Je fais remarquer à la cinéaste que ce genre de commentaire ne risque pas d’être fréquent dans les médias québécois ou européens. «C’est gênant! On est si puritains, si provinciaux lorsqu’il est question de sexualité», admet en riant celle qui a joué entre autres dans des films de Jaco Van Dormael et Isabel Coixet.

«C’est vraiment une question culturelle, croit Sarah Polley. Les gens qui en font un plat, je crois, ne sont habitués de voir que des films nord-américains anglophones. Je ne voulais pas susciter une controverse, mais je savais que comme il s’agissait d’actrices connues (l’humoriste Sarah Silverman entre autres), il y aurait un impact. Ce n’est pas une posture de ma part. Seulement une réflexion sur le fait que la nudité est souvent utilisée dans le cinéma nord-américain comme un élément comique – Kathy Bates dans About Schmidt par exemple – ou de manière à montrer la femme comme un objet sexuel.»

Margaret Atwood

Si elle compte bien profiter de son congé de maternité, Sarah Polley projette déjà de se consacrer à l’écriture du scénario et à la réalisation de son prochain long métrage, une adaptation d’un roman de Margaret Atwood: Alias Grace.

La jeune Torontoise, qui a fait ses débuts de comédienne dans la télésérie Road to Avonlea, d’après l’œuvre de Lucy Maud Montgomery (Anne of Green Gables), ne compte pas pour autant abandonner sa carrière d’actrice. Elle devrait être de la distribution du prochain film de Wim Wenders, Eveything Will Be Fine, qui pourrait être en partie tourné à Montréal.

«Je suis liée depuis longtemps à ce projet, mais je ne sais pas exactement quand le film sera tourné, dit-elle. J’espère que ce ne sera pas dans les prochains mois, parce que je suis à la maison avec le bébé et que je n’ai pas l’intention de beaucoup travailler!»

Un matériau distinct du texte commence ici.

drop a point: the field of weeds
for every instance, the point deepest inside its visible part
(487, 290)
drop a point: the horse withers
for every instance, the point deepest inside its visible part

Envisage-t-elle de combiner un jour ses deux métiers en jouant dans ses propres films?

«Je ne crois pas avoir l’expérience nécessaire, ni comme actrice ni comme réalisatrice, pour le faire. Mais quelqu’un me faisait remarquer que Clint Eastwood n’est jamais aussi bon acteur que dans ses propres films, alors peut-être que je finirai par me convaincre que la souffrance de me voir le visage pendant des semaines en salle de montage en vaut la peine!»